As world leaders remain locked in on the threat of ISIS, the U.S. Department of Defense laid out its plan to fight a different battle: ice caps.
In a new report, DOD argues that climate change poses “immediate risks to U.S. national security” because of warmer temperatures, rising sea levels, changing precipitation patterns and more frequent and intense storms. There are just two small problems with such an assertion. One, none of these climate challenges are actually occurring in amounts that would present an immediate risk. Two, the administration’s economy-crushing carbon regulations that would choke off affordable energy sources wouldn’t make a difference even if climate change did pose a threat.
Let’s go through them one by one. Accelerated warming? Not so much. October 2014 marks the 18th year that there’s been no trend in global warming during a time when global carbon emissions have increased and climate models predicted accelerated rates of warming. No immediate risk there.
Rising sea levels? That’s happening, but it comes nowhere near posing an immediate risk and in fact, has slowed in recent years. A recent paper published in Nature Climate Change found that “since the early 1990s, sea level rose at a mean rate of 3.1 millimeters per year. Over the last decade, this rate slowed by about 30 percent.
Indeed, the 3.1-millimeter-per-year increase is actually on par with the past century’s level of rising sea levels and it has since slowed down.

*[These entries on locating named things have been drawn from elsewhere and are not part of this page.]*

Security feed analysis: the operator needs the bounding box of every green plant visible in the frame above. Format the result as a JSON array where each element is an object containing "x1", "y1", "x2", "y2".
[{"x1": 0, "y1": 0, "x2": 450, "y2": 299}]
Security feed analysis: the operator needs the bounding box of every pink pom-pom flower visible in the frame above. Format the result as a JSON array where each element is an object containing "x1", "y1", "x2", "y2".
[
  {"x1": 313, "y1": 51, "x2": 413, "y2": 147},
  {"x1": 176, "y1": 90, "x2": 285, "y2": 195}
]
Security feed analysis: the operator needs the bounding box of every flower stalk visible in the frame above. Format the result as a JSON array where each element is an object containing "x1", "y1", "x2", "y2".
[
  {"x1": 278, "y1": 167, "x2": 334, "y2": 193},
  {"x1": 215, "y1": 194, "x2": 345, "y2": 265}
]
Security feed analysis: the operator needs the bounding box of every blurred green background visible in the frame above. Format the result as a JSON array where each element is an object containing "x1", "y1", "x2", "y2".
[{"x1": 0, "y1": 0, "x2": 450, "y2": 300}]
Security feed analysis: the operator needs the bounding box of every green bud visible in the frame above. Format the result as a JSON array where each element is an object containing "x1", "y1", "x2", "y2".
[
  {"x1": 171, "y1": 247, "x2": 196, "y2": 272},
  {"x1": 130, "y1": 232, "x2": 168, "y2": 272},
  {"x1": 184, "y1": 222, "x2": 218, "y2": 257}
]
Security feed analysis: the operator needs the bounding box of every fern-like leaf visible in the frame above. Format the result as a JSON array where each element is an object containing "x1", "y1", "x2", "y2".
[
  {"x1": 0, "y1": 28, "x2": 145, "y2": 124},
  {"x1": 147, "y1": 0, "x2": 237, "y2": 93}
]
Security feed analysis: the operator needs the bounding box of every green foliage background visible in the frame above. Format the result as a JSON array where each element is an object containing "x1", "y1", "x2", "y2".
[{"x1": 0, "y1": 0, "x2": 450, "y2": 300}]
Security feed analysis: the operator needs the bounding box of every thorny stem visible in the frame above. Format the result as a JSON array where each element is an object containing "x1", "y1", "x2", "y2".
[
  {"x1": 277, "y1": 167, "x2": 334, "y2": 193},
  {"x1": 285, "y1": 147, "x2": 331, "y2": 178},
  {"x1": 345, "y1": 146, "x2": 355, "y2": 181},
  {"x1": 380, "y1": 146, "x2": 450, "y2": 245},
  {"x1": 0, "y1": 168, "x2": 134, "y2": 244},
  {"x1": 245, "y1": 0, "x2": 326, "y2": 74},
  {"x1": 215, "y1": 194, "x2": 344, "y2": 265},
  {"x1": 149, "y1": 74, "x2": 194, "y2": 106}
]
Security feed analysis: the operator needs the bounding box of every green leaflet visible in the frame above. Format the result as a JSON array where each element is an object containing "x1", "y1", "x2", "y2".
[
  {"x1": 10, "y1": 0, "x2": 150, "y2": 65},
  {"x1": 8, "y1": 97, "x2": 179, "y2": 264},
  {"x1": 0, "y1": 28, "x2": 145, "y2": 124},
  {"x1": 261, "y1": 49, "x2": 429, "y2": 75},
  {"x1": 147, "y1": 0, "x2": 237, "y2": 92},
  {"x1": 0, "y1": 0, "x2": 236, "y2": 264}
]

Furthermore, climatologist Judith Curry says “It is clear that natural variability has dominated sea level rise during the 20th century, with changes in ocean heat content and changes in precipitation patterns.”
DOD warns us that “in places like the Hampton Roads region in Virginia, which houses the largest concentration of U.S. military sites in the world, we see recurrent flooding today, and we are beginning work to address a projected sea-level rise of 1.5 feet over the next 20 to 50 years.”
That’s 457.2 millimeters of sea level rise over the next 20 to 50 years. That’s an increase of either 22.86 millimeters per year for 20 years or 9.1 millimeters per year for 50. Neither projection is anywhere close to climate reality, which tends to be the theme of the DOD report.
How about more frequent and intense storms? DOD argues that with more hurricanes, floods and droughts, the Department of Defense will have to spend money and deploy resources differently. More frequent and intense storms could cause problems such as “increased dust generation during training activities” or “increased inundation, erosion and flooding damage. And there could be threats to food and water supplies and the need for more resources for humanitarian assistance and disaster relief.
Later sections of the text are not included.